As if the locals living near Chernobyl haven't been through enough already, an investigation into milk being produced on the border of the exclusion zone has revealed that it contains 10 times the accepted radiation limits, even 30 years after the devastating meltdown.
The results of the investigation, carried out by the Associated Press (AP), are at odds with internal analyses run by local diary producer, Milkavita. According to Milkavita officials, these tests - which they say are run every six months - have consistently shown that the traces of radioactive isotopes in their milk are well below safety limits.
"It's impossible. We do our own testing. There must have been a mix-up," Milkavita chief engineer, Maia Fedonchuk, told AP journalist Yuras Karmanau.
The finding comes on the 30th anniversary of the worst nuclear meltdown in history, which killed 31 people on 26 April 1986, and has rendered the 30-km-squared exclusion zone around the reactor unsafe for humans for at least the next 20,000 years.
According to Karmanau, the government of Belarus, which received about 60 percent of the contamination that fell on the former Soviet Union following the event, is keen to get the abandoned farmland back in use, "and in a country where dissent is quashed, any objection to the policy is thin".
Results like this, if confirmed by further tests, show why this could be a very bad idea.
The farm where the AP got its milk sample, owned by local dairy farmer Nikolai Chubenok, is located on the edge of the Polesie Radioecological Reserve - a 2,200-square-kilometre (850-square-mile) territory of Belarus that adjoins the Chernobyl exclusion zone.

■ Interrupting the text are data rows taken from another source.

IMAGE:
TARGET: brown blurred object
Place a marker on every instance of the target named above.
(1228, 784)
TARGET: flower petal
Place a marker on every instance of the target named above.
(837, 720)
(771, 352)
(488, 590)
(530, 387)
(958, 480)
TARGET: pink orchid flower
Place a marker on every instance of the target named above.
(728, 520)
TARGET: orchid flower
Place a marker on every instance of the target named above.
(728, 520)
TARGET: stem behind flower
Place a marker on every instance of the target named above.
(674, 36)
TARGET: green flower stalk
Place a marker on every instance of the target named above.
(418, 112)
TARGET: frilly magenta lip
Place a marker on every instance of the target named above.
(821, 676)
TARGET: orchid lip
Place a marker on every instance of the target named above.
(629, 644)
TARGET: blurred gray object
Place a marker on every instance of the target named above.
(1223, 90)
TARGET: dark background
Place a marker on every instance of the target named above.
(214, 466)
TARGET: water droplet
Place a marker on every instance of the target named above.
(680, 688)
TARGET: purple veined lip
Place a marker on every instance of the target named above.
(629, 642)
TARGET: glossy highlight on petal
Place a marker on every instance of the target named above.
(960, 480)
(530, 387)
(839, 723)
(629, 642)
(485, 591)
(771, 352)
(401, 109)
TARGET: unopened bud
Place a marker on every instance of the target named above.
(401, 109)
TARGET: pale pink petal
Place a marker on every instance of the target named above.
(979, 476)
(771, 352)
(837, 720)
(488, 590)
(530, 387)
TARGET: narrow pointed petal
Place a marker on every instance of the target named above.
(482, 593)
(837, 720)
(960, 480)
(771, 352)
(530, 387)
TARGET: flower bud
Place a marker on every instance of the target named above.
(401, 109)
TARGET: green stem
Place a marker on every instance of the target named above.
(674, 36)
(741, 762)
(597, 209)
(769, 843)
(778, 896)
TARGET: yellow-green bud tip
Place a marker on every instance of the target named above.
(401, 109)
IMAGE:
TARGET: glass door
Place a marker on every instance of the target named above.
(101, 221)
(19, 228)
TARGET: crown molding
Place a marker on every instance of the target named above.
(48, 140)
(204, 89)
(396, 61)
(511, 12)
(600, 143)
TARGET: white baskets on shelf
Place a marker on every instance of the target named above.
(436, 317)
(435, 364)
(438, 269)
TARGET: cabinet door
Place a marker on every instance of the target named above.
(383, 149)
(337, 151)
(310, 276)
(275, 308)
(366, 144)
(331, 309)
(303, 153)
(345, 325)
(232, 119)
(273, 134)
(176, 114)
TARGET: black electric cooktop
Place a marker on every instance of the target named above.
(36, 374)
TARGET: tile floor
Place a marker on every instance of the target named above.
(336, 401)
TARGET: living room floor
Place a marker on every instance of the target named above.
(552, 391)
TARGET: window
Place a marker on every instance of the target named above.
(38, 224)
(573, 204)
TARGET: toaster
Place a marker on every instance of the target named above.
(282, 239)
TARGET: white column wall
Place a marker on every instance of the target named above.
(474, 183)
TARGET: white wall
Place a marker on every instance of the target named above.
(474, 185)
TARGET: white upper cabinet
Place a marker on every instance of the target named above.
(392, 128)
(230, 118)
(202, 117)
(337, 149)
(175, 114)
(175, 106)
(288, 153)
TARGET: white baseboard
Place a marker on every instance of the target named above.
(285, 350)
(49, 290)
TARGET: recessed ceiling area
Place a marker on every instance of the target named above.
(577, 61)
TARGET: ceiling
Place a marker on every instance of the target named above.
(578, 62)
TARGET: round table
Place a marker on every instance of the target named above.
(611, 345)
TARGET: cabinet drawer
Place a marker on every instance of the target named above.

At the time of the event, 470 Belarusian towns and villages were evacuated within this zone, but now, locals are starting to trickle back in. "There is no danger. How can you be afraid of radiation?" Chubenok told Kermanau.
Chubenok's farm has been producing milk just 45 kilometres (28 miles) north of the Chernobyl site - and 2 km from the exclusion zone - since 2014, and supplies 2 tons (181 tonnes) of it per day for the local Milkavita factory, the AP reports. Products made from his milk are distributed widely through Belarus and parts of Russia.
A sample of his milk was tested at the state-run Minsk Centre of Hygiene and Epidemiology, and as Kermanau reports, the results weren't good:
"The state-run Minsk Centre of Hygiene and Epidemiology said it found strontium-90, a radioactive isotope linked to cancers and cardiovascular disease, in quantities 10 times higher than Belarusian food safety regulations allow. …
The Belarusian Agriculture Ministry says levels of strontium-90 should not exceed 3.7 becquerels per kilogram in food and drink. … The Minsk lab informed the AP that the milk sample contained 37.5 becquerels."
So how could the milk still be contaminated? That is yet to be confirmed, but as Ria Misra explains at Gizmodo, the cows on the farms at the edge of the exclusion zones are eating about 9 kg (20 pounds) of grass every day, and that means the small amounts of radiation in the grass can easily build up.
"In fact, American milk has also seen very small radiation spikes (albeit at a considerably lower size) due to the same process," she says.
So what now? As far as we can tell, only one sample of Chubenok's milk has been investigated by the Associated Press and Centre of Hygiene and Epidemiology lab, and the results have yet to be published in a peer-reviewed journal, so we have to talk the journalist's word for it for now.
Further tests will be needed to confirm the result, and if that happens, the local government will hopefully move to change things. Because babies and very young children are drinking this milk on a daily basis, and we don't want to see another situation like the Flint water crisis inflict untold health problems on these kids for decades to come.